" Sometimes, ghosts aren't in empty houses, but in the liveliest corners of memory. They wait, silent, until we decide to meet them again."
She no longer expected to find anything new in her routine. Jane, however, kept drinking her coffee, stretching slowly with the morning breeze. The alarm clock had been relentless as always, but she had grown accustomed to its cruelty. There were days, like today, when something in the air made her hesitate, as if a familiar shadow walked beside her, unseen.
As she skimmed through the newspaper, the headline caught her. It was about something ancient, apparently found, something buried and rediscovered. And, for a moment, Jane felt as if she were unearthing something within herself, something she had chosen to forget. But she quickly pushed the thought aside. Archaeology was nothing more than an echo of what the world no longer wanted to remember, of what had been left behind.
She got into the taxi that would take her to the school where she taught, the constant rattling blending with the sound of the pages of the book in her hands. She opened it but didn't read.
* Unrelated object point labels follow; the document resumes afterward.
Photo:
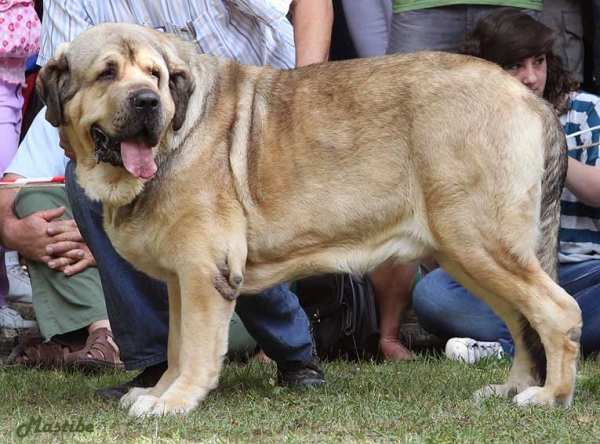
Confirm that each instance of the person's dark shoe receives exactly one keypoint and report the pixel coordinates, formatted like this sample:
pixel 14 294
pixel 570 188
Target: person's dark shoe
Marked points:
pixel 294 375
pixel 147 378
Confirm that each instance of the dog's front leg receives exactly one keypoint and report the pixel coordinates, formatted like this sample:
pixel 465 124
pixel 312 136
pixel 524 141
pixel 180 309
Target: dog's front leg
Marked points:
pixel 202 342
pixel 174 342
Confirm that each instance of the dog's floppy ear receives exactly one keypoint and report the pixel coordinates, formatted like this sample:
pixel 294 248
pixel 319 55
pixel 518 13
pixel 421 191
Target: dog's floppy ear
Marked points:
pixel 181 84
pixel 53 84
pixel 177 55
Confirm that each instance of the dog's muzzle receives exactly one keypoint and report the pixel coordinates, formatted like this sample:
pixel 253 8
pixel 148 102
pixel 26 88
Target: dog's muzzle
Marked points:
pixel 106 149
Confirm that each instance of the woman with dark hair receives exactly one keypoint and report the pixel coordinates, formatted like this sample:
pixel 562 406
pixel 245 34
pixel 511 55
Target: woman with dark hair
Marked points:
pixel 522 46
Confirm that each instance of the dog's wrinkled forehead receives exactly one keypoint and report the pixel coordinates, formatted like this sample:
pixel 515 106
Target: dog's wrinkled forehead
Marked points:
pixel 97 44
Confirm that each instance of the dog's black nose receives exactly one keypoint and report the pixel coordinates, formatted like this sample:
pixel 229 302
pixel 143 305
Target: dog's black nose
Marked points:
pixel 146 101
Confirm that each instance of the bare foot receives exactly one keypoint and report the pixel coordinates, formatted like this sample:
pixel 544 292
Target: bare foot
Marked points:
pixel 393 350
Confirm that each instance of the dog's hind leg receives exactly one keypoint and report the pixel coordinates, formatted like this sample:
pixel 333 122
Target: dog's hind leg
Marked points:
pixel 523 372
pixel 202 340
pixel 529 302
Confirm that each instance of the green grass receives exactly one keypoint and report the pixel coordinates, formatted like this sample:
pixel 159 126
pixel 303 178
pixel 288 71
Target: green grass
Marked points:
pixel 427 400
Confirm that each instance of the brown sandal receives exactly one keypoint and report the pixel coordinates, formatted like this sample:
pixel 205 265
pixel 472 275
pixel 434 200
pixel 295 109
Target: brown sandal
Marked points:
pixel 97 355
pixel 37 352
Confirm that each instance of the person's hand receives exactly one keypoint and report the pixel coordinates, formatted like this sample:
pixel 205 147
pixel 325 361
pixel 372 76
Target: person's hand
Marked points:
pixel 29 235
pixel 68 253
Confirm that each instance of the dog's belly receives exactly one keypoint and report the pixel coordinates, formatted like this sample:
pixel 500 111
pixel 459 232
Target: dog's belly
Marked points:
pixel 362 258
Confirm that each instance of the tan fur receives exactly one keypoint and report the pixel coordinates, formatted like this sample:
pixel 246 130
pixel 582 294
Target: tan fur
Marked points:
pixel 279 174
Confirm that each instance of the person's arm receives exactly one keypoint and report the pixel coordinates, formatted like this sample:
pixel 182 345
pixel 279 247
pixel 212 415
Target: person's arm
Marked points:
pixel 28 236
pixel 584 182
pixel 312 20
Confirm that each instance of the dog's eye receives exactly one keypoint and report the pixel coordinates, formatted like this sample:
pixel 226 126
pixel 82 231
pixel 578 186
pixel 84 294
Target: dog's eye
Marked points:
pixel 107 74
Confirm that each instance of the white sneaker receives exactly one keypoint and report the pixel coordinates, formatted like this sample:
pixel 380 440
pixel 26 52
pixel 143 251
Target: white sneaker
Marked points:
pixel 10 318
pixel 471 351
pixel 19 289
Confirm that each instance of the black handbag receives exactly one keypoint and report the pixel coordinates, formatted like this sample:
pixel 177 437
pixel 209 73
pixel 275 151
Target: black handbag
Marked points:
pixel 343 315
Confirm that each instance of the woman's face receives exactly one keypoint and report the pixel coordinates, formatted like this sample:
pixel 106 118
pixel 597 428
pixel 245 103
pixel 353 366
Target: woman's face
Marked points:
pixel 531 72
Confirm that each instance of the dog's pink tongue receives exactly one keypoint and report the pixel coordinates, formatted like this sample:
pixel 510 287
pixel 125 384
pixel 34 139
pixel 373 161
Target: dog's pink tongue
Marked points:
pixel 138 159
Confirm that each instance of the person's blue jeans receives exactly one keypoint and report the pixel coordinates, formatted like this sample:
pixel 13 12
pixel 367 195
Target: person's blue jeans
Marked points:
pixel 437 29
pixel 137 305
pixel 446 309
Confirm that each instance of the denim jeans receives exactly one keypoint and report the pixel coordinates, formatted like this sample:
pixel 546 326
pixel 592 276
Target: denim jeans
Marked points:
pixel 138 307
pixel 436 29
pixel 446 309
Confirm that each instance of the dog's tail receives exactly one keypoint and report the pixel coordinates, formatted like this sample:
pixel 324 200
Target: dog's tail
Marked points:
pixel 553 179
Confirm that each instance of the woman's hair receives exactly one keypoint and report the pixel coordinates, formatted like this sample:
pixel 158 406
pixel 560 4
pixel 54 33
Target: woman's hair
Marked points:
pixel 507 36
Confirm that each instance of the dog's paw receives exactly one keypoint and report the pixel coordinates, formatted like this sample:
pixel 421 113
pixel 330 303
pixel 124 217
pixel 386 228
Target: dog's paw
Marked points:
pixel 129 399
pixel 148 405
pixel 501 390
pixel 143 406
pixel 541 396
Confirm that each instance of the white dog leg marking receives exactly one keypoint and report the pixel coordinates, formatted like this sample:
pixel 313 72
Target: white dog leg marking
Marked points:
pixel 540 395
pixel 143 406
pixel 129 399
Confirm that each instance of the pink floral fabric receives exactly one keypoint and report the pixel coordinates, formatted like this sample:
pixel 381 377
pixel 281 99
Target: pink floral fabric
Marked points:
pixel 19 38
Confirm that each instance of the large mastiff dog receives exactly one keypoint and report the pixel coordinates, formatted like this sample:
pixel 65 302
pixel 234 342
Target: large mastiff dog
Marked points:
pixel 221 178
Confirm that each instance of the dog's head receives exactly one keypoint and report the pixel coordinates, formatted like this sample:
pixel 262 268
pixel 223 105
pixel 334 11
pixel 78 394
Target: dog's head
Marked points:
pixel 115 92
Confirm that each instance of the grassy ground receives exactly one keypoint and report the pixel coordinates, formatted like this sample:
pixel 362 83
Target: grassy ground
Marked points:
pixel 427 400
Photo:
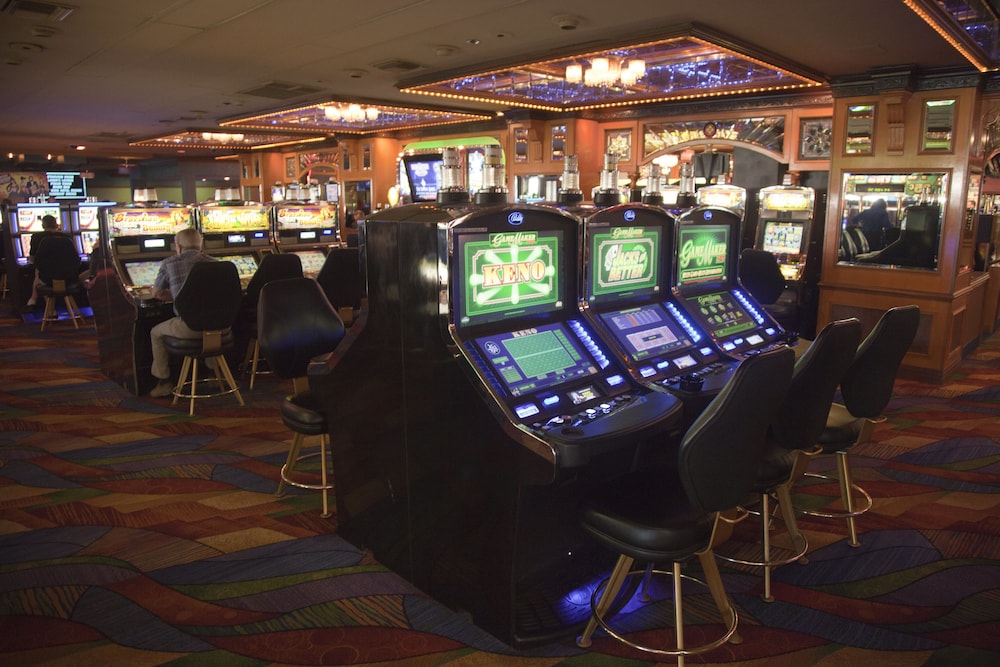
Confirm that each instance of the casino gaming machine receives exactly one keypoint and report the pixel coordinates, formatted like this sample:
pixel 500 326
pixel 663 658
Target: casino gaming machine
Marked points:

Her mind, restless, drifted back to a time when life seemed full of promises, of encounters that felt as if they could change everything. To those days when she'd cross paths with people who made the rest of the world seem faded. People like Madison.
Sometimes, she saw a girl in the café, her brown hair tied in a loosely braided ponytail and a familiar smile. For a second, she swore it was her. But then reality settled with its weight: that smile wasn't the same, that gaze wasn't looking for her. Madison wouldn't sit across from her at that table again, wouldn't give her that smile that always made her feel like everything would be alright.
Madison... Always present in the small things that pulled her back. There was no need to summon her, because she came back whenever she wanted—in the dark nights, in the cold coffee, in the pages she never finished reading.